2.3. Data Collection

In this study, 893 samples were collected to evaluate and predict the osmotic coefficient in the equilibrium systems of inorganic materials. The dataset includes 27 parameters such as HCl, LiCl, NaCl, KCl, NH₄Cl, CsCl, MgCl₂, CaCl₂, BaCl₂, Li₂SO₄, Na₂SO₄, K₂SO₄, (NH₄)₂SO₄, MgSO₄, MnSO₄, NiSO₄, CuSO₄, ZnSO₄, NaH₂PO₄, KH₂PO₄, (NH₄)H₂PO₄, Na₂HPO₄, K₂HPO₄, (NH₄)₂HPO₄, Na₃PO₄, K₃PO₄, and (NH₄)₃PO₄. The experimental osmotic coefficient data were obtained from published scientific studies and were carefully processed to ensure reliable and consistent results. This preprocessing included unit normalization to maintain consistent measurement scales across all parameters, as well as outlier removal to eliminate unusual data points that could distort the results. For accurate model performance evaluation, the dataset was randomly split into training (70%) and testing (30%) subsets using a fixed random seed, ensuring reproducibility and fair comparison across different optimization experiments. Performance metrics such as R² were calculated exclusively on the test set.

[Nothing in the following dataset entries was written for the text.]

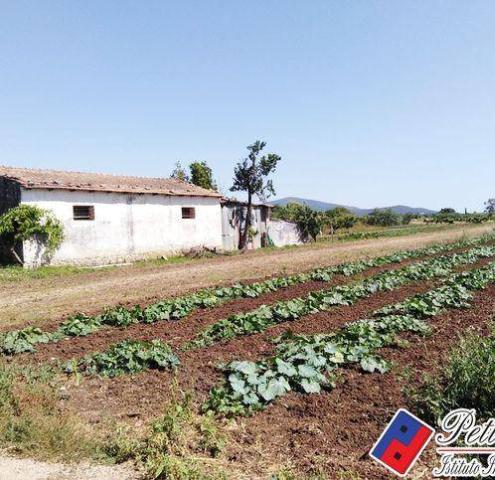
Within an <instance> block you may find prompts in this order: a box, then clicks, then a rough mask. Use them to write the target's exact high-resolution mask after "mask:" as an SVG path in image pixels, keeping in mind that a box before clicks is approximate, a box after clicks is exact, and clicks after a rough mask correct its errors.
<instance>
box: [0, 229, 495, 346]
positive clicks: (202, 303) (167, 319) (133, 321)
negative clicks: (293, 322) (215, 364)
mask: <svg viewBox="0 0 495 480" xmlns="http://www.w3.org/2000/svg"><path fill="white" fill-rule="evenodd" d="M493 238H494V237H493V236H483V237H480V238H477V239H473V240H462V241H459V242H455V243H449V244H439V245H433V246H430V247H426V248H423V249H418V250H408V251H402V252H396V253H393V254H390V255H386V256H381V257H375V258H372V259H367V260H358V261H355V262H349V263H342V264H339V265H334V266H331V267H326V268H317V269H314V270H311V271H310V272H305V273H299V274H295V275H288V276H284V277H278V278H271V279H268V280H265V281H262V282H255V283H252V284H242V283H237V284H234V285H232V286H230V287H220V288H206V289H203V290H199V291H197V292H194V293H191V294H188V295H184V296H181V297H177V298H172V299H166V300H162V301H160V302H157V303H153V304H150V305H148V306H146V307H141V306H139V305H136V306H134V307H131V308H126V307H123V306H117V307H114V308H111V309H108V310H106V311H105V312H103V313H102V314H100V315H97V316H94V317H93V316H88V315H84V314H76V315H75V316H73V317H70V318H68V319H67V320H66V321H65V322H64V323H63V324H62V325H61V326H60V327H59V328H58V329H57V330H56V331H55V332H41V333H42V334H43V335H40V336H39V339H40V342H38V341H37V339H36V338H35V337H30V341H29V342H22V343H19V344H18V345H17V346H16V348H15V349H12V348H10V347H9V348H7V349H3V348H2V344H3V341H4V340H3V339H4V338H5V334H4V335H3V336H1V335H0V351H1V352H3V353H7V354H14V353H21V352H24V351H33V350H34V346H35V345H36V343H46V342H47V341H48V342H56V341H58V340H60V339H62V338H67V337H70V336H79V335H83V336H84V335H89V334H90V333H92V332H95V331H97V330H99V329H100V328H103V327H121V328H125V327H127V326H129V325H132V324H135V323H154V322H158V321H175V320H179V319H181V318H184V317H186V316H187V315H189V314H190V313H191V312H193V311H194V310H195V309H198V308H210V307H214V306H216V305H219V304H220V303H222V302H225V301H227V300H232V299H236V298H256V297H258V296H260V295H263V294H265V293H268V292H274V291H276V290H278V289H281V288H286V287H289V286H291V285H298V284H302V283H306V282H309V281H323V282H327V281H330V280H331V279H332V278H333V277H334V275H344V276H352V275H357V274H359V273H362V272H364V271H366V270H367V269H369V268H373V267H378V266H382V265H388V264H394V263H400V262H402V261H404V260H409V259H414V258H419V257H422V256H428V255H436V254H439V253H442V252H448V251H451V250H454V249H460V248H466V247H474V246H476V245H481V244H484V243H487V242H490V241H492V240H493ZM417 279H419V277H418V278H417ZM315 295H316V294H315ZM297 303H298V302H297V299H295V300H294V301H293V302H292V303H291V305H290V306H288V307H286V306H283V305H278V306H277V307H276V310H278V311H279V312H280V314H281V318H287V319H289V318H294V317H293V314H294V312H295V309H296V308H298V307H297V305H296V304H297ZM344 304H345V303H344ZM264 308H266V307H264ZM284 310H287V312H286V313H284ZM256 314H257V315H258V314H259V315H260V322H261V323H260V326H259V327H257V328H261V326H262V325H264V323H263V322H264V320H263V312H262V311H257V312H256ZM284 315H286V316H285V317H284ZM238 321H241V320H238ZM223 322H226V321H225V320H224V321H223ZM85 323H87V325H84V324H85ZM221 323H222V321H220V322H219V326H218V328H219V329H220V330H221V329H222V328H223V327H221ZM228 323H229V322H227V324H228ZM255 323H256V321H255ZM212 328H213V329H217V326H214V327H212ZM263 328H266V325H265V326H264V327H263ZM263 328H261V330H262V329H263ZM28 330H29V328H28ZM261 330H259V329H258V330H252V331H261ZM246 331H247V332H248V333H250V332H249V327H246ZM22 332H23V330H16V331H12V332H9V334H12V335H13V336H14V337H16V336H20V337H22V336H23V333H22ZM205 336H206V337H208V333H207V332H205ZM234 336H235V335H234ZM46 338H48V340H46ZM219 338H230V337H229V336H225V337H219ZM198 341H199V342H201V341H203V340H202V339H198ZM209 341H210V340H209V339H208V338H206V339H205V342H206V343H205V344H207V342H209ZM9 342H10V340H9ZM200 344H201V343H198V344H197V345H198V346H199V345H200ZM23 348H24V349H23Z"/></svg>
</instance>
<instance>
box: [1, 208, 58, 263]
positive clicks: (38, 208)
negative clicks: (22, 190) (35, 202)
mask: <svg viewBox="0 0 495 480" xmlns="http://www.w3.org/2000/svg"><path fill="white" fill-rule="evenodd" d="M63 239H64V231H63V227H62V224H61V223H60V221H59V220H58V219H57V218H55V217H54V216H53V214H52V213H51V212H49V211H48V210H45V209H43V208H40V207H36V206H33V205H18V206H17V207H14V208H11V209H10V210H8V211H7V212H5V213H4V214H3V215H0V242H1V243H2V244H4V245H5V246H6V247H7V248H8V249H9V251H10V253H11V255H12V257H13V258H14V259H15V260H16V261H17V262H18V263H20V264H21V265H22V263H23V262H22V259H21V258H20V257H19V255H18V254H17V252H16V246H17V245H18V244H19V243H20V242H25V241H27V240H34V241H36V242H38V243H39V244H40V245H42V246H43V247H44V248H45V254H44V256H45V257H47V256H50V255H51V254H52V253H53V252H54V251H55V250H56V249H57V248H58V247H59V246H60V244H61V243H62V240H63Z"/></svg>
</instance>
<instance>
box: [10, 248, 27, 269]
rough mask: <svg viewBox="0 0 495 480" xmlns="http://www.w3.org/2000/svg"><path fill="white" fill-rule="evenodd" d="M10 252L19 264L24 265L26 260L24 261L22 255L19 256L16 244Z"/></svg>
mask: <svg viewBox="0 0 495 480" xmlns="http://www.w3.org/2000/svg"><path fill="white" fill-rule="evenodd" d="M10 253H11V254H12V257H13V258H14V260H16V261H17V262H18V263H19V265H24V262H23V261H22V259H21V257H19V255H18V254H17V252H16V251H15V246H14V247H12V248H11V249H10Z"/></svg>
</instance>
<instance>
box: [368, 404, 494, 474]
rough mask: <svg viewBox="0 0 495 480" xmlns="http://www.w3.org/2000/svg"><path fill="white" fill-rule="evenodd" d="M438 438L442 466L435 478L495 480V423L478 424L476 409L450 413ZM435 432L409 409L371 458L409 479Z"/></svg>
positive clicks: (375, 450)
mask: <svg viewBox="0 0 495 480" xmlns="http://www.w3.org/2000/svg"><path fill="white" fill-rule="evenodd" d="M440 430H441V431H440V432H438V433H436V435H435V436H434V438H435V443H436V447H437V448H436V451H437V453H438V454H439V455H440V466H438V467H435V468H434V469H433V471H432V475H433V477H435V478H452V477H459V478H462V477H464V478H473V477H478V478H488V477H490V478H493V477H494V476H495V419H494V418H491V419H489V420H487V421H485V422H482V423H478V422H477V418H476V411H475V410H474V409H464V408H459V409H456V410H452V411H451V412H449V413H448V414H447V415H446V416H445V417H444V418H443V419H442V421H441V423H440ZM434 433H435V430H434V429H433V428H432V427H431V426H430V425H428V424H426V423H425V422H423V421H422V420H421V419H419V418H418V417H416V416H415V415H413V414H412V413H410V412H408V411H407V410H405V409H399V410H398V411H397V413H396V414H395V415H394V417H393V418H392V420H391V421H390V423H389V424H388V425H387V427H386V428H385V430H384V431H383V433H382V434H381V435H380V438H379V439H378V441H377V442H376V443H375V445H373V448H372V449H371V451H370V456H371V457H372V458H373V459H374V460H375V461H377V462H379V463H380V464H381V465H383V466H384V467H386V468H387V469H388V470H390V471H391V472H393V473H395V474H396V475H397V476H399V477H405V476H406V475H407V474H408V472H409V471H410V470H411V468H412V467H413V466H414V464H415V463H416V461H417V460H418V458H419V456H420V455H421V453H422V451H423V450H424V449H425V447H426V446H427V445H428V443H429V442H430V440H431V439H432V437H433V435H434Z"/></svg>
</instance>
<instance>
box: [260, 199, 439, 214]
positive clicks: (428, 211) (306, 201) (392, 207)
mask: <svg viewBox="0 0 495 480" xmlns="http://www.w3.org/2000/svg"><path fill="white" fill-rule="evenodd" d="M270 203H271V204H272V205H287V204H288V203H300V204H306V205H308V206H309V207H311V208H312V209H314V210H319V211H325V210H331V209H333V208H336V207H345V208H347V209H349V210H350V211H351V212H352V213H354V215H357V216H358V217H364V216H365V215H368V214H369V213H371V212H372V211H373V210H374V208H358V207H350V206H348V205H339V204H337V203H328V202H321V201H319V200H311V199H309V198H299V197H285V198H279V199H278V200H272V201H270ZM387 208H390V209H391V210H393V211H394V212H396V213H400V214H401V215H404V214H405V213H413V214H416V215H431V214H433V213H436V212H435V210H429V209H428V208H416V207H408V206H407V205H393V206H391V207H380V208H379V210H385V209H387Z"/></svg>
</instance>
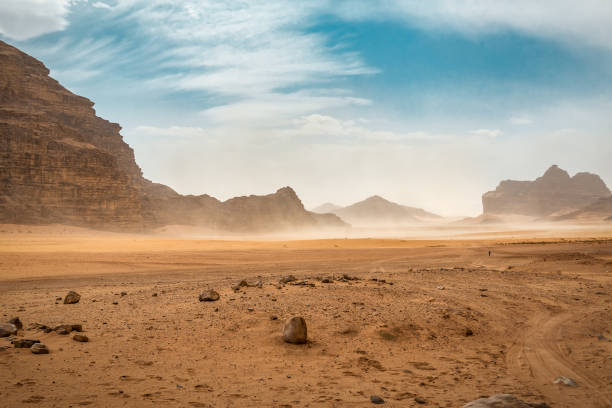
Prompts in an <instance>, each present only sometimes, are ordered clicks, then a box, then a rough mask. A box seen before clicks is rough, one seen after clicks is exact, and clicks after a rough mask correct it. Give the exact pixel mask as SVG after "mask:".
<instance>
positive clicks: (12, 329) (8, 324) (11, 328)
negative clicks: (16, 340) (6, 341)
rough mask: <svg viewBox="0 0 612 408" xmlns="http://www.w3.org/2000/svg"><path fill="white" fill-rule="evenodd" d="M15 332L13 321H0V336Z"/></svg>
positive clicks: (16, 328) (14, 327) (11, 334)
mask: <svg viewBox="0 0 612 408" xmlns="http://www.w3.org/2000/svg"><path fill="white" fill-rule="evenodd" d="M15 333H17V327H16V326H15V325H14V324H13V323H0V337H8V336H11V335H13V334H15Z"/></svg>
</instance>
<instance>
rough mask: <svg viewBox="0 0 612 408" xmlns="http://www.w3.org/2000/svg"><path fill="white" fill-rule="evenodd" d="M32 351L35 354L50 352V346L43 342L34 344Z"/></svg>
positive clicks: (46, 353) (32, 348)
mask: <svg viewBox="0 0 612 408" xmlns="http://www.w3.org/2000/svg"><path fill="white" fill-rule="evenodd" d="M30 351H31V352H32V353H34V354H49V348H48V347H47V346H45V345H44V344H42V343H35V344H33V345H32V347H30Z"/></svg>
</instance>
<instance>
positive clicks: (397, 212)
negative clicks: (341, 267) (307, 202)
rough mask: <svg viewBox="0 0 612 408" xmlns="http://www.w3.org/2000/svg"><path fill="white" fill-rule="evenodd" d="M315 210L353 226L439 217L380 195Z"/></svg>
mask: <svg viewBox="0 0 612 408" xmlns="http://www.w3.org/2000/svg"><path fill="white" fill-rule="evenodd" d="M315 211H316V212H323V211H326V212H329V213H331V214H335V215H337V216H339V217H340V218H342V219H343V220H345V221H346V222H348V223H350V224H351V225H354V226H369V227H388V226H398V225H408V224H418V223H420V222H422V221H427V220H436V219H441V218H442V217H440V216H439V215H436V214H432V213H430V212H427V211H425V210H423V209H421V208H414V207H408V206H405V205H401V204H397V203H394V202H391V201H388V200H385V199H384V198H382V197H380V196H372V197H369V198H367V199H365V200H363V201H359V202H357V203H355V204H352V205H349V206H347V207H337V206H335V205H333V204H329V203H328V204H324V205H322V206H320V207H318V208H317V209H315Z"/></svg>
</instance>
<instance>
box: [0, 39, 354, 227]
mask: <svg viewBox="0 0 612 408" xmlns="http://www.w3.org/2000/svg"><path fill="white" fill-rule="evenodd" d="M120 130H121V127H120V126H119V125H118V124H116V123H111V122H108V121H106V120H104V119H102V118H99V117H98V116H96V113H95V110H94V109H93V102H91V101H90V100H88V99H86V98H83V97H81V96H78V95H75V94H73V93H72V92H70V91H68V90H67V89H65V88H64V87H62V86H61V85H60V84H59V83H58V82H57V81H55V80H54V79H52V78H51V77H49V70H48V69H47V68H46V67H45V66H44V65H43V64H42V63H41V62H40V61H38V60H36V59H34V58H32V57H30V56H28V55H27V54H24V53H22V52H21V51H19V50H18V49H16V48H14V47H12V46H10V45H8V44H6V43H4V42H2V41H0V223H16V224H24V223H26V224H43V223H61V224H70V225H79V226H91V227H96V228H104V229H125V228H129V229H145V228H153V227H157V226H162V225H168V224H179V225H196V226H202V227H207V228H211V229H217V230H230V231H261V232H264V231H276V230H279V229H296V228H314V227H320V226H325V227H327V226H332V227H338V226H346V224H345V223H343V222H342V221H341V220H340V219H339V218H338V217H336V216H330V215H319V214H314V213H311V212H308V211H306V210H305V209H304V207H303V205H302V202H301V201H300V199H299V198H298V197H297V195H296V194H295V192H294V191H293V190H292V189H291V188H289V187H285V188H282V189H280V190H278V191H277V192H276V193H274V194H269V195H266V196H249V197H237V198H233V199H230V200H227V201H225V202H221V201H219V200H217V199H216V198H214V197H211V196H208V195H200V196H183V195H180V194H178V193H176V192H175V191H174V190H172V189H171V188H169V187H167V186H164V185H162V184H156V183H153V182H151V181H149V180H146V179H145V178H143V176H142V172H141V170H140V168H139V167H138V165H137V164H136V161H135V160H134V152H133V151H132V149H131V148H130V146H128V145H127V143H125V142H124V141H123V138H122V136H121V134H120V133H119V131H120Z"/></svg>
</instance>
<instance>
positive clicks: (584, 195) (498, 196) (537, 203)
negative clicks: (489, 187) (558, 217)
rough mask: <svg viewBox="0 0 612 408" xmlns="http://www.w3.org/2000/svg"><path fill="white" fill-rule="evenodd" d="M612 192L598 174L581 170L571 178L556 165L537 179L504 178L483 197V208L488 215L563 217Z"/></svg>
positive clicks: (594, 201)
mask: <svg viewBox="0 0 612 408" xmlns="http://www.w3.org/2000/svg"><path fill="white" fill-rule="evenodd" d="M610 195H611V194H610V190H609V189H608V187H607V186H606V184H605V183H604V182H603V180H602V179H601V178H600V177H599V176H598V175H596V174H591V173H577V174H576V175H574V176H573V177H570V176H569V174H568V173H567V172H566V171H565V170H562V169H560V168H559V167H558V166H556V165H554V166H551V167H550V168H549V169H548V170H546V172H545V173H544V175H543V176H542V177H538V178H537V179H536V180H534V181H515V180H505V181H502V182H501V183H500V184H499V185H498V186H497V188H496V189H495V191H489V192H487V193H485V194H484V195H483V196H482V207H483V213H484V214H496V215H503V214H517V215H528V216H534V217H546V216H560V215H563V214H568V213H571V212H573V211H577V210H580V209H582V208H584V207H586V206H588V205H590V204H593V203H595V202H596V201H597V200H599V199H601V198H607V197H610Z"/></svg>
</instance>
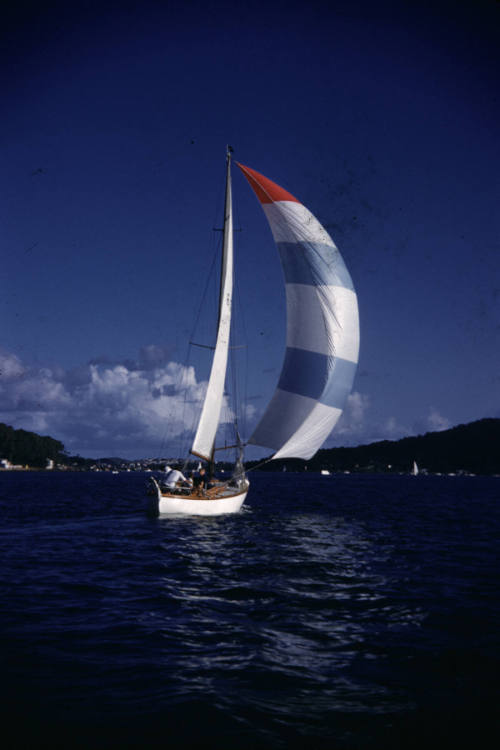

Table 1 provides detailed information about the collected dataset, including the target minerals. The dataset used for training and evaluating the performance of the algorithms in this study is provided in the Supplementary Materials.

3. Results and Discussion

In Figure 1, the complete correlation matrix is presented to evaluate the effect of dissolved mineral components on the osmotic coefficient in an equilibrium system. The figure shows that most features have low correlation with each other, indicating that each mineral contributes relatively independently to the osmotic behavior of the solution. Therefore, the osmotic coefficient is controlled by the combined influence of multiple ions rather than by a single dominant component. Chloride-based salts show moderate positive correlations among themselves. This suggests that minerals such as NaCl, KCl, and NH₄Cl affect the osmotic coefficient in a similar way because they have comparable ion–water interactions. These salts mainly control osmotic pressure through ionic strength and hydration of monovalent and divalent cations. Sulfate salts form another clear correlated group. The strong correlation between different sulfate minerals indicates that the sulfate anion plays an important role in determining the osmotic coefficient. Sulfate ions have a higher charge and stronger electrostatic interactions, which increase non-ideal behavior in the solution and significantly affect osmotic properties. In contrast, phosphate-based salts show very weak correlations with other minerals. This means their effect on the osmotic coefficient is different and more complex. Phosphate ions have higher valence and stronger ion pairing, which leads to nonlinear and system-specific effects in equilibrium conditions. Based on the results of this figure, the osmotic coefficient in a mineral equilibrium system is mainly influenced by ion type, ionic charge, and anion group. Multivalent ions generally have a stronger impact than monovalent ions. The low correlation between most features shows that using all mineral components is important for accurate modeling and prediction of the osmotic coefficient.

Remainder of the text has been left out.